After lunch there was more puttering around, Uli was reading, Max was busying himself with the generator, the accelerator, the big broom and other such things occasionally yelling things like “Mama look, I have a very dangerous knife, that can be used to cut ants!” while I was sitting upfront by the captain with my camera clutched in my sweaty palms. I don’t think I put the camera down for more than 10 minutes at a time during the day with the exception of the lunch break. There was too many intriguing things to see and to many pictures to be taken!

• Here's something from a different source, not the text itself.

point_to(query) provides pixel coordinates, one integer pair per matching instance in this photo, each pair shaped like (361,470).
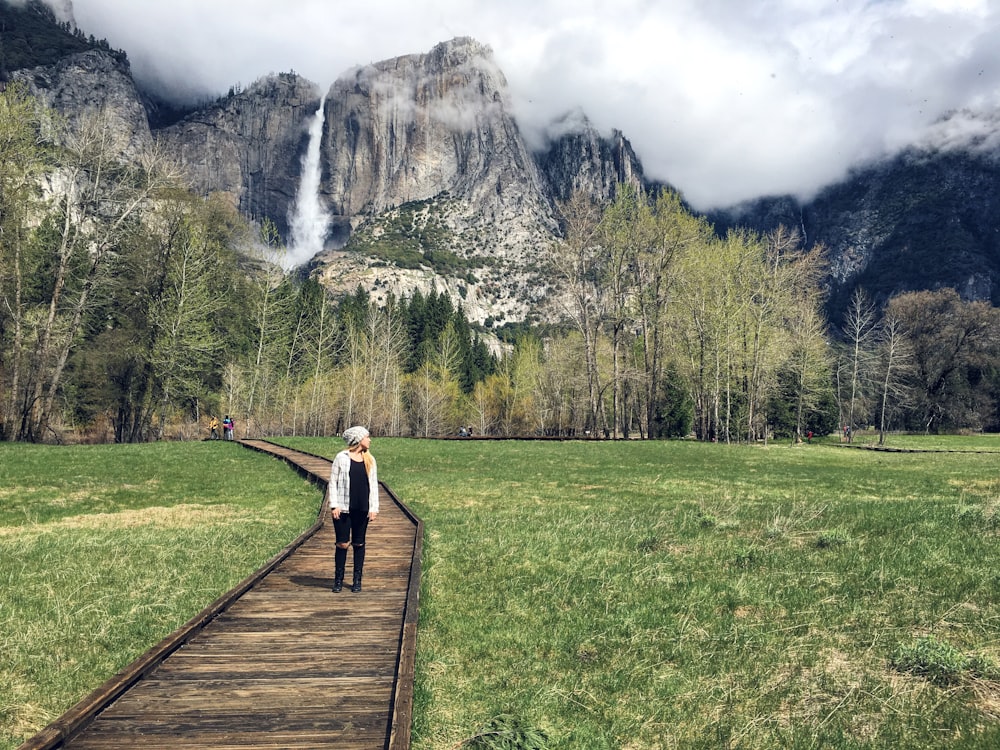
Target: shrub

The afternoon just flew by – kind of unexpected for me as beforehand I had visions of boredom, of drumming my fingers on surfaces and rummaging around the boat desperate to find something to read a former guest had left – and ending up with a French version of Cosmopolitan – which is just about the worst of all worlds when it comes to good reads. Instead I took another 300 pictures between end of Chai break and the visit of the “famous church” in one of the small villages we passed by. The churches are really something here, they are Christian (mainly some old-fashioned orthodox catholic version) alright but of a distinct Indian flavor and architecture, decorated with colorful umbrellas and big silver tinsel. A strict “shoes off” policy applies and Mary is dressed in sari-like robes. Max got a little confused about the whole church/temple business and wasn’t quite prepared to accept what he saw as a proper “iglesia” (in which he knows to behave, as grandma told him: “be quiet because people pray”). In fact he thought it was a temple and asked whether this was one of those where only Indians could go in. The charm of this little utterance is lost in translation as he didn’t use the word “Inder” (Indians from India) but the word “Indianer” which is the German term for Native Americans.

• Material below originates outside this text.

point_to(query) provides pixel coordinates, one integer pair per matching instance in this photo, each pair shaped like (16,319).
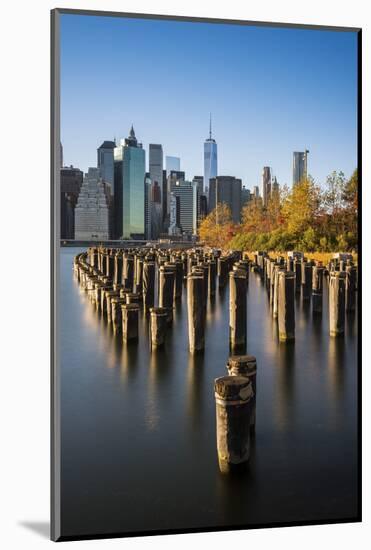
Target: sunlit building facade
(299,166)
(129,185)
(210,160)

Anyway, we did the usual tour through the one-100-percent-handmade-souvenir-only-obtainable-here routine (I bought a wooden ladle, can’t ever say “no”) before settling in on the boat for another hour or so before the houseboat settled for the night. We had another opulent meal and a couple of cool beers – I am starting to behave like the German I am. It is still hard for me to have so much staff – I am simply not used to it and probably would never quite be. My impulse is to jump up after dinner and take out the dishes, wipe the table, make my own bed, carry my own luggage, switch on the light myself when I enter a room, and pour my own beer (actually here in our apartment we drink it straight from the bottle – the way it is supposed to be). I am not saying it isn’t pleasant to have things done for me, but it doesn’t feel quite right to have other people do basically everything while I sit around and take pictures.

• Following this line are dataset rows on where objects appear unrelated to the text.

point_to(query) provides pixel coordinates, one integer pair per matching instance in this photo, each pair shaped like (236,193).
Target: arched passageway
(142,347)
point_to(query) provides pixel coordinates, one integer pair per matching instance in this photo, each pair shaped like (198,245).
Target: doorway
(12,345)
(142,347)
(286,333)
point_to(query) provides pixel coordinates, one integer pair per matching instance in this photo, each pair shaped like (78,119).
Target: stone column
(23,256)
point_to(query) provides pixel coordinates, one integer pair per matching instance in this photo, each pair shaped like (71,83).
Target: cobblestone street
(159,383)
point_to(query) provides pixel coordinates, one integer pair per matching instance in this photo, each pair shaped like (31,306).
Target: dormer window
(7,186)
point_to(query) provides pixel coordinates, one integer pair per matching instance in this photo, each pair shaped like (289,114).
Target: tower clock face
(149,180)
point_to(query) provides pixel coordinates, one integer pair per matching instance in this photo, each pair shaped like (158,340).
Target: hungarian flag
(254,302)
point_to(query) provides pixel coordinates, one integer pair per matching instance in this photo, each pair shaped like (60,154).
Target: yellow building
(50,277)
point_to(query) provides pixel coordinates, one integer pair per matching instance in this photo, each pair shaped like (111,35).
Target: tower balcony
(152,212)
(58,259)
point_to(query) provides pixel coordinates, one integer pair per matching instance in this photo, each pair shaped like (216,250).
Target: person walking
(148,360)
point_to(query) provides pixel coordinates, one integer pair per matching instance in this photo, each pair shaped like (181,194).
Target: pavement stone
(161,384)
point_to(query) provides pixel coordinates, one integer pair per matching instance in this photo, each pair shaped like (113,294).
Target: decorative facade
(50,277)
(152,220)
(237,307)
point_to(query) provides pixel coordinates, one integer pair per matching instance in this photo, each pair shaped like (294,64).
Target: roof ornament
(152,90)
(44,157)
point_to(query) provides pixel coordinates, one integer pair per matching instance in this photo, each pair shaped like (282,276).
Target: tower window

The night was hot and blissfully mosquito-free and over when somebody in the nearby village started playing music at 6:15 am. The sun was rising anyway and more pictures needed to be taken. By 9:30 we’ve had breakfast – American/European with eggs and after we were stuffed he brought “Kerala breakfast” looking very happy and expecting us to eat again – and had puttered back to Alappuzha where they were getting ready for the next tourists looking for a houseboat adventure.
To round out the day in Ernakulam (where the apartment is) we visited a temple where a big celebration in honor of Shiva was going on and took a rickshaw back. The guy was driving very fast and “sporty” and Max’s comment was “He is driving super-fast. That’s what I like.”
Good thing we did the backwater tour before our little guy was old enough to demand a speedboat.